Everything else were the gestures required by his position. Just standard filial shock and royal responsibility.
That was why he asked Ivy to stay close in case of an attack and why he checked his father’s body, to find out if the murderer also wanted others’ lives. All because the two of them, Damon and Angela, truly weren’t the ones who ordered the assassination.
But guess who would not see it as anything like that?
Guess who wouldn’t know how the Imperial Family actually worked, and who would try to profit from the Emperor’s death like she did with both Arkai’s and Oathran’s deaths?
Correct.
It was Ruby Vaiva.
Forget whether she received any actual prophecy from her trance or not, whether the white-eyed vision was genuine or manufactured, whether the gods spoke or she spoke for them.
Cecilia was ready to come here to make sure no bullshit happened because of Ruby Vaiva’s prophecy.
And guess what, some bullshit did happen.
There would be no difference of what happened in this timeline and the other alternate timeline thanks to Damon’s power, so why would she reveal that the emperor would die in a prophecy?
Why would she want the emperor and the world know he was about to die?

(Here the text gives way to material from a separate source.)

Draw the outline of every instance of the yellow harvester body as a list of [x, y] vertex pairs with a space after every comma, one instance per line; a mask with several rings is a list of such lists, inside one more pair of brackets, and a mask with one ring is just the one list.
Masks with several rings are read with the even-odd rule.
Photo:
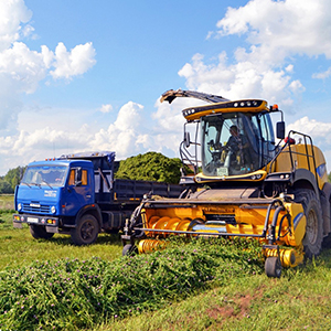
[[[285, 137], [281, 120], [276, 143], [270, 114], [280, 110], [265, 100], [231, 102], [183, 90], [167, 92], [161, 100], [179, 96], [210, 103], [183, 110], [186, 124], [200, 131], [196, 141], [185, 134], [181, 145], [183, 163], [194, 171], [182, 175], [185, 191], [179, 199], [145, 200], [124, 241], [139, 237], [138, 249], [147, 253], [173, 234], [256, 238], [270, 277], [279, 277], [281, 266], [302, 263], [305, 254], [318, 255], [331, 232], [331, 185], [323, 153], [311, 138], [297, 131]], [[200, 158], [188, 152], [192, 145]]]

Did she not want him to die and in turn get rewarded if he survived the assassination? Or did she want him to die to prove that her prophecy was still accurate?
Whichever way, profit?
"Ahh, so that was what happened..." Ruby nodded as she finally sat in the reception room, listening to what happened to Jove by what Lady Vera told everyone.
Drinking their tea on the table around her, Ivy and Sees nodded too.
"Which means, the prophecy didn’t tell you that Prince Jove would be in danger?" Lady Sees asked.
"No. Unfortunately, the gods only told me about the assassination of the Emperor," Ruby nodded.
Cecilia looked at Ruby from behind her veil, the red lips curved in expression that could not be read. Of course Ruby wouldn’t know.
Because Ruby herself was the one who caused it.